You never know what you might find in the corner of a shed
At work recently, I was talking to a manager from another department about fisheries-related matters and the conversation got round to deer, as it always does (he had noticed the nice wee set of 12-inch hog deer antlers I have on my desk). Jim told me that in the 70s he had been a ranger out at Cobourg National Park. We chatted about the park as I was lucky enough to work there for six weeks in 1995 as part of an initiative to broaden rangers' experience while working for Parks Victoria.
We naturally talked about the sambar and banteng in the area, but what really tweaked my interest was that he told me he was there at the time and knew the traditional owner who shot the last known barasingha on the peninsula in 1974. Unfortunately, no photographs were taken and the hunter has since gone to the Dream Time; man, it would have been good to talk to him. Jim said the barasingha just held on in low numbers for over 60 years until that last one was seen and shot.
If you read Arthur Bentley’s book An introduction to the deer of Australia you will learn five barasingha were purchased in 1912 from the Victorian Acclimatisation Society along with 54 fallow deer and three sambar. En-route, one barasingha jumped overboard off Cape York and the remaining deer including the four barasingha were off-loaded into a stockade at Port Essington and were eventually released into the surrounding bush.
There were probably a few factors that made it tough for the barasingha to really establish. The low number originally liberated, competition from banteng that are also browsers as well as grazers, but probably most importantly, barasingha are a floodplain animal. The area they were released into is savannah woodland. Unfortunately, they were just 50 or 60 kilometres as the crow flies from some good floodplains areas, but their numbers never got to the stage where they expanded their range to get to the Murganella floodplains. But who knows, there might still be a few still out there on Cobourg.
Barasingha in Victoria?
As mentioned above, the barasingha that were released on Cobourg Peninsula were purchased from the Victorian Acclimatisation Society. There are a few records of attempted releases in Victoria and a few lost during transport in Victoria and en-route to more northern destinations. I found a couple of references to barasingha in Victoria in a newspaper and old hunting magazines when I was undertaking literature searches for my Honours program in 1995. The hunting mag referred to a hind that was shot behind Healesville that the author believed to be a barasingha due to its colour and different stature to sambar, but unfortunately again no photo was taken. The newspaper reference referred to barasingha and elk being seen by dam construction workers on picnics in the Upper Yarra River when the dam was being built in the 1950s.
Fifteen years after reading the newspaper reference, I was picking up some deer carcases for a deer hunting workshop in southern NSW. The deer farmer bred fallow deer including the Persian (Mesopotamian) sub-species and I had picked up a nice cast antler from a buck in the paddock where we had got the deer. The farmer kindly offered that I could keep it and said he thought the other antler was in the shed near the house and I could have it too if I wanted (of course I ‘wanted’).
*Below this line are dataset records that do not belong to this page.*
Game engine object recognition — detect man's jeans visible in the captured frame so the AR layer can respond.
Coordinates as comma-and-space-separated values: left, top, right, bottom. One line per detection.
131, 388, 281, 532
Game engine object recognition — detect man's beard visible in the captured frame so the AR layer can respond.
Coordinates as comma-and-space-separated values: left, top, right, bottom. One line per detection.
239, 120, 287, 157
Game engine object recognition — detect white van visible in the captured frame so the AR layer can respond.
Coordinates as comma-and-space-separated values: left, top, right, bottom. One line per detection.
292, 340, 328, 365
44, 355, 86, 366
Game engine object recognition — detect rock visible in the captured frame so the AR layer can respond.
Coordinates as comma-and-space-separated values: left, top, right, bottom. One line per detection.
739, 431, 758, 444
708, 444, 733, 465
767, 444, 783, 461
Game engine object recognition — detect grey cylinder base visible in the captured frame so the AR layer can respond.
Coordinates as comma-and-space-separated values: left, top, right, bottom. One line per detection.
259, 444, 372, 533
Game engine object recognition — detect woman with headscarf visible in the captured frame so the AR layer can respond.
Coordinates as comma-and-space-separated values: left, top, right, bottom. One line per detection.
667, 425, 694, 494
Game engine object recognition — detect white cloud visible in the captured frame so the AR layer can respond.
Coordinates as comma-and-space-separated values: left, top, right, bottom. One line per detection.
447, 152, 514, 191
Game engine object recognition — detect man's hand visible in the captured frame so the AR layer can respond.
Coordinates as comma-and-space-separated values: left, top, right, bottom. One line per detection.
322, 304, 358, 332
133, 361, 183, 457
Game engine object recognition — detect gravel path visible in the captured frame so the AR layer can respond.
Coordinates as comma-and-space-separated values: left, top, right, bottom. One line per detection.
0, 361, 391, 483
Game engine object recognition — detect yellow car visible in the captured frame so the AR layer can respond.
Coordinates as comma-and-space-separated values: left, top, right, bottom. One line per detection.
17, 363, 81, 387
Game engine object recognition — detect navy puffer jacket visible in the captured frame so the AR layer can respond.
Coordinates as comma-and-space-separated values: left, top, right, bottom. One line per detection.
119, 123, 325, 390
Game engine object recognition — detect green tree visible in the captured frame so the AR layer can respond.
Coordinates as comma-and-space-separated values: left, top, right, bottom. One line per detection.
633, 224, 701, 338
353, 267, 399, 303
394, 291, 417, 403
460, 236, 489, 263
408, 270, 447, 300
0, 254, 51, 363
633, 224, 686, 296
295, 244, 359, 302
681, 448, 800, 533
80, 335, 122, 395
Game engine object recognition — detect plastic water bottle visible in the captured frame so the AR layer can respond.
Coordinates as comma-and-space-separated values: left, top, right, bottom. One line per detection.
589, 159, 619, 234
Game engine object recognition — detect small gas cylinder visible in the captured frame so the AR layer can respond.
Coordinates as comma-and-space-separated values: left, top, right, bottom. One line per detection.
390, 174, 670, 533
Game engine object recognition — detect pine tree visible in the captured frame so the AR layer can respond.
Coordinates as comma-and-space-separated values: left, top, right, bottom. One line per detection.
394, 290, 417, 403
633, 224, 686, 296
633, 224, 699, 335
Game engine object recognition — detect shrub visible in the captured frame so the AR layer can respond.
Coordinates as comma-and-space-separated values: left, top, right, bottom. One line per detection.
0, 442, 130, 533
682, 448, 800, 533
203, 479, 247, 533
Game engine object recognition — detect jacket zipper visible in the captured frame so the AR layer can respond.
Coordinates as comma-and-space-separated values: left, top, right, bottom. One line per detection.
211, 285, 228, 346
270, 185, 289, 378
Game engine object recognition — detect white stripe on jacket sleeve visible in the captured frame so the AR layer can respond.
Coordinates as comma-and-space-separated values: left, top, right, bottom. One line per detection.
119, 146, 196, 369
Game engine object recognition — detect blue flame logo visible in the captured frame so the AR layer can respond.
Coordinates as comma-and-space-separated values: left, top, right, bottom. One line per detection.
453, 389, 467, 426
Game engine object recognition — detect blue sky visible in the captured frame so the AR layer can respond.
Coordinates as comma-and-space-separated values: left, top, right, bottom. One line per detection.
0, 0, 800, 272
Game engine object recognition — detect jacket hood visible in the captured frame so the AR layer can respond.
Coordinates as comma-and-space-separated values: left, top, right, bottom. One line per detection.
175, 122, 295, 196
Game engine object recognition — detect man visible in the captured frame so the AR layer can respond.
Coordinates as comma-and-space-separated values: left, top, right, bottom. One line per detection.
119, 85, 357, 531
When we went into the shed we found the antler, but what really pricked my interest was a set of antlers mounted on a wooden shield. I asked if I could get them out from underneath a pile of cast fallow antlers. I inquired where they came from and he stated that he had picked them up at a clearing auction at the end of the construction of the Snowy River Scheme. The antlers had been on the wall of a hotel that had been moved to the Snowy Scheme from the Upper Yarra Dam.
The farmer thought they were from a barasingha. He did not know if it was actually taken in the Upper Yarra, but I thought it was an interesting coincidence with what I had read in the newspaper. When I got home after the deer workshop I did a bit of online research and the antlers look more like Eld’s deer (have a look at the photos attached to this article and then go online and look at barasingha and Eld’s deer heads and decide for yourself). If this is an Eld’s deer and it was taken in the Upper Yarra, it is an interesting addition to the history of deer in Australia, as well as this species which is now listed as endangered in its natural range in Asia.
If you do find any photos or interesting heads, let us know at the ADA. It might be a new record of a species that is not currently known to have been in Australia. Who knows, there might still be the odd little pocket of ‘interesting’ deer out there hanging on that no-one has really noticed or cared about; remember, Australia is a big place.